Es gehe um nicht weniger als die Unabhängigkeit Georgiens, die Regierung treibe das Land mit ihrer Politik zurück in den russischen Orbit. Es gebe aber genug Menschen in diesem Land, die sehr genau wüssten, was das bedeute.

Nach Jahrzehnten der Krise sei die EU wie ein Sicherheitsnetz, das ihnen die Regierung wegnehmen wolle. Vor allem die Drohungen vor einem Aussetzen der Visaliberalisierung sei heikel. Denn dank der Reisemöglichkeiten könnten die Menschen selbst sehen, wie gut es sich in der EU lebe. Die Propaganda der Regierung sei deshalb nicht mehr so wirksam, "weil die Menschen Zeugen des Unterschieds sind", so Natswischwili.

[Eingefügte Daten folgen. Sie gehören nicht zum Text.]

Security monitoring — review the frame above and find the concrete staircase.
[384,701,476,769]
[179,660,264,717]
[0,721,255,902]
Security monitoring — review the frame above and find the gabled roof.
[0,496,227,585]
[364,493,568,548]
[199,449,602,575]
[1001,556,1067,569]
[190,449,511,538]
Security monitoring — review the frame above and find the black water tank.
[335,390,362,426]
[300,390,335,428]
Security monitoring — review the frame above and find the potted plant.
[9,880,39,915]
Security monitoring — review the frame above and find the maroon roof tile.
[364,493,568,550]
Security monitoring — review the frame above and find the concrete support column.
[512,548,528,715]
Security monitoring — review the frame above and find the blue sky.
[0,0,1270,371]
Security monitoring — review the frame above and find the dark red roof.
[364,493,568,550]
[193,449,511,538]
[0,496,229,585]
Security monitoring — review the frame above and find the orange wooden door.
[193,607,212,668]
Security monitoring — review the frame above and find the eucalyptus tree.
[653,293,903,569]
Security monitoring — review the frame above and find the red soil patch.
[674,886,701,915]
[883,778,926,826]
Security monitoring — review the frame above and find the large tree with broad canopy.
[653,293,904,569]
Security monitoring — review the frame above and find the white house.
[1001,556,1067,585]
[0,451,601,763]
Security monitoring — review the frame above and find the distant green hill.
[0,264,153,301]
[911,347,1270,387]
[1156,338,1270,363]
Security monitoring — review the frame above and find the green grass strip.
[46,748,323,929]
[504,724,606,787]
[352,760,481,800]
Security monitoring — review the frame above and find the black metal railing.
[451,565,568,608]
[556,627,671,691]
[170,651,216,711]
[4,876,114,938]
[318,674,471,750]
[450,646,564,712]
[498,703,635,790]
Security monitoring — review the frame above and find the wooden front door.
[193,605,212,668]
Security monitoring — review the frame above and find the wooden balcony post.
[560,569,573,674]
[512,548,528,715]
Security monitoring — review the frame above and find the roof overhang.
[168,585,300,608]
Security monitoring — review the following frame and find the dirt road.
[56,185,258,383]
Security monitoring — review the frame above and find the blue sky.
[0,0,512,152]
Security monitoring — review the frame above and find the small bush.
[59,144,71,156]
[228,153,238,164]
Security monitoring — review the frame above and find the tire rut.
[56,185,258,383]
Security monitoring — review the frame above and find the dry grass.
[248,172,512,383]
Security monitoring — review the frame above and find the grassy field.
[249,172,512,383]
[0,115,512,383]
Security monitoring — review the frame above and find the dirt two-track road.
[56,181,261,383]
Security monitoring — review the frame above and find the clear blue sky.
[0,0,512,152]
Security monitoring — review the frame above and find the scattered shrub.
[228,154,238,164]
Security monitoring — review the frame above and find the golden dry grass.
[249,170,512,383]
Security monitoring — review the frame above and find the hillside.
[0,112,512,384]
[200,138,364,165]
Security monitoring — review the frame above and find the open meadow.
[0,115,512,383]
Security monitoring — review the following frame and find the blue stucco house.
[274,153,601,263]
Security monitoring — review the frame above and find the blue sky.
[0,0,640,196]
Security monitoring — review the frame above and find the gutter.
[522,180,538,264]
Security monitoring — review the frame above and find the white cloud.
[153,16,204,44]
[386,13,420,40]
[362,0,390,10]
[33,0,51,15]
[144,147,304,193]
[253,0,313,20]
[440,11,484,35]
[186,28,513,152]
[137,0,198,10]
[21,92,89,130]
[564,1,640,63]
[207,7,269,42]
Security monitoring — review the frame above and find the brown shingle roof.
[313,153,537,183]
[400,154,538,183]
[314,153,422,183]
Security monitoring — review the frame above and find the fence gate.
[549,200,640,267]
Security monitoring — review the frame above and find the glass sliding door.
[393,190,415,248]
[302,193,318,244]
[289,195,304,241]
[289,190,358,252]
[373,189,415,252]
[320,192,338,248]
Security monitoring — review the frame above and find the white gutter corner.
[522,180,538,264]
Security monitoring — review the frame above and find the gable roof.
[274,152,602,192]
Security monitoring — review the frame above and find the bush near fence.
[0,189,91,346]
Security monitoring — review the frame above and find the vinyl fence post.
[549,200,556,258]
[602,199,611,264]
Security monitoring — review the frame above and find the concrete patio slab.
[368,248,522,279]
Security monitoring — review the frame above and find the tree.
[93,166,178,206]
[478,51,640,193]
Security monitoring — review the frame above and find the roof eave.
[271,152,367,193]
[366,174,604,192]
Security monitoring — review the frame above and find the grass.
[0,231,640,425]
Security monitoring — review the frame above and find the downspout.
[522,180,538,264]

Ihre Partei habe bereits ein detailliertes Programm dazu ausgearbeitet, wie die Bedingungen der EU für den Beginn von Aufnahmegesprächen erfüllt werden könnten. Ein wichtiger Punkt sei die Frage, welche Schwächen im System der Gewaltenteilung dazu geführt haben, dass ein Oligarch den Staat habe erobern können. "Wir sollten eine staatlich unterstützte Denkfabrik einrichten, die darauf achtet, dass keine neuen Oligarchen geboren werden."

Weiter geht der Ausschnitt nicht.